Consultants vs grands corps : l’exception française
Une autre façon de poser la question est : les consultants en stratégie sont-ils de droite ? En l’absence d’étude dédiée, difficile d’être précis. Pour Hakim El Karoui, il est clair que les « associés sont plutôt de droite, parce qu’ils gagnent bien leur vie, estiment qu’ils paient trop d’impôts, viennent d’un certain milieu social, ont fait certaines écoles ».
Pour Laura Perres Ganné, le secteur se distingue pourtant par une grande liberté en matière d’expression des opinions. « Le métier de consultant n’est pas politique en lui-même. Quelles que soient les convictions des uns et des autres, ils se retrouvent au service d’un objectif, d’un client, d’un projet. J’ai eu des retours de hauts fonctionnaires qui affirment qu’ils n’ont pas la même liberté, par exemple : ils sont prudents dans l’expression de leurs convictions, qui peuvent dans certains cas se retourner professionnellement contre eux. Je n’ai pas du tout ce sentiment dans le métier de consultant ».
Là encore, cependant, les consultants en stratégie se définissent d’abord par leur méthode et leur expertise, plus que par leur orientation politique. « Peu de personnes ont le même niveau d’expertise que certains consultants en stratégie, estime Hakim El Karoui. Le conseil en stratégie est une profession sous-valorisée en France. On ne veut en voir que les mauvais côtés, et ils n’ont pas voix au chapitre dans le débat public. »

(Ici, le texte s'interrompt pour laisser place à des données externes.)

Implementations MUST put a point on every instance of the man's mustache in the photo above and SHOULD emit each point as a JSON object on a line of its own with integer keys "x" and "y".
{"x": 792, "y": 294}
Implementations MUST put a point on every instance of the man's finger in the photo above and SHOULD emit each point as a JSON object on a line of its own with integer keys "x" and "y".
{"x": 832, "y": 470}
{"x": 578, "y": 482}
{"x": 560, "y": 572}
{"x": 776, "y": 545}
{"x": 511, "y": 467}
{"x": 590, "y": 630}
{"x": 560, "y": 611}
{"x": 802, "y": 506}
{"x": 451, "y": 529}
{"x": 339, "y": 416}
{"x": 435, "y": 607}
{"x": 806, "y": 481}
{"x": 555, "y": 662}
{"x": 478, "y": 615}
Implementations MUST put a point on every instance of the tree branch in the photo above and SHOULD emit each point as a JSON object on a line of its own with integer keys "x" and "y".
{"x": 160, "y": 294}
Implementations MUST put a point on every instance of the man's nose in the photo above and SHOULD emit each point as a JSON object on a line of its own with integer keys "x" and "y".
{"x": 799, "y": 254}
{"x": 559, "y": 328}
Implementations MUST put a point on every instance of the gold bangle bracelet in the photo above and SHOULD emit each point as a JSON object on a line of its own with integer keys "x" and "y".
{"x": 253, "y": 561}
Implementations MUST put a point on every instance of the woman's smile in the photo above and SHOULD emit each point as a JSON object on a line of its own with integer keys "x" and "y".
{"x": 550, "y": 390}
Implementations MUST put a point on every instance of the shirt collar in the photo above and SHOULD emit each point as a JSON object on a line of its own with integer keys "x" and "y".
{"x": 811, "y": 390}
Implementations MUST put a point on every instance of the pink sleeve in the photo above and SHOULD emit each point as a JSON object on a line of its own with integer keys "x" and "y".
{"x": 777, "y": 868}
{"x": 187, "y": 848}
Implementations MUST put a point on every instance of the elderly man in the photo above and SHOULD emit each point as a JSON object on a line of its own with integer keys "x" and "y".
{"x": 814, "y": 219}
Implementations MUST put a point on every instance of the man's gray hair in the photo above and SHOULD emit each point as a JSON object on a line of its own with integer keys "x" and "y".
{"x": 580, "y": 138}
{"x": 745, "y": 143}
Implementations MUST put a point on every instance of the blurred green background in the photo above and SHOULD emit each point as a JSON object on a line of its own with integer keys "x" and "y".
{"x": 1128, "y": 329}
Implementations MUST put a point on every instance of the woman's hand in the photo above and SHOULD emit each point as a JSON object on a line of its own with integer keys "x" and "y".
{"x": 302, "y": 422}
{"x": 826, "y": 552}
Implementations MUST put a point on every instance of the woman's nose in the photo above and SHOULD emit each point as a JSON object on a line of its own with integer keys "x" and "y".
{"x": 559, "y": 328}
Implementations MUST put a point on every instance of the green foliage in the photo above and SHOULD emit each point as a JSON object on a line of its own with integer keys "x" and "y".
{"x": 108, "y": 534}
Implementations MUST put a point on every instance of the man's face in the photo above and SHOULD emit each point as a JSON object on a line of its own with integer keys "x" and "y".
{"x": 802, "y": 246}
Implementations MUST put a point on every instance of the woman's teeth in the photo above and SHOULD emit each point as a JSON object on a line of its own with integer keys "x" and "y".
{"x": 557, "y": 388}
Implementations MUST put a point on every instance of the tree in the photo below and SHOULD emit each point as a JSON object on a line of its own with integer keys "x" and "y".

Cette spécificité française s’explique par la concurrence des « grands corps de l’État que sont l’Inspection des finances – pour la partie “solutions” – et la Cour des comptes – pour la partie “audit”. Ce n’est pas un hasard si ces grands corps ont été les plus virulents au moment de l’affaire McKinsey » en 2022. Un épisode qui a encore érodé la capacité du conseil en stratégie à « intervenir sur la chose publique, comme il le fait bien davantage ailleurs. À mon sens c’est bien dommage, parce qu’il a beaucoup à apporter : une culture du benchmark, une capacité à fournir des éléments concrets et quantifiés, des approches et des expériences différentes. »
Alors, le conseil en stratégie est-il de droite ? Comme souvent, c’est affaire de définition et de périmètre. Il reste avant tout une méthode de résolution de problèmes, qui peut aussi être déployée au service de l’intérêt général, des enjeux ESG ou encore du « capitalisme responsable » cher à Arnaud Gangloff, à qui nous laissons le mot de la fin : « il faut arrêter d’avoir peur de tout, mais continuer d’investir sur le durable, de miser sur l’IA, sur la technologie. L’humanité n’est pas parfaite, et il y aura toujours des dérives, mais je garde une grande confiance dans la nature humaine ».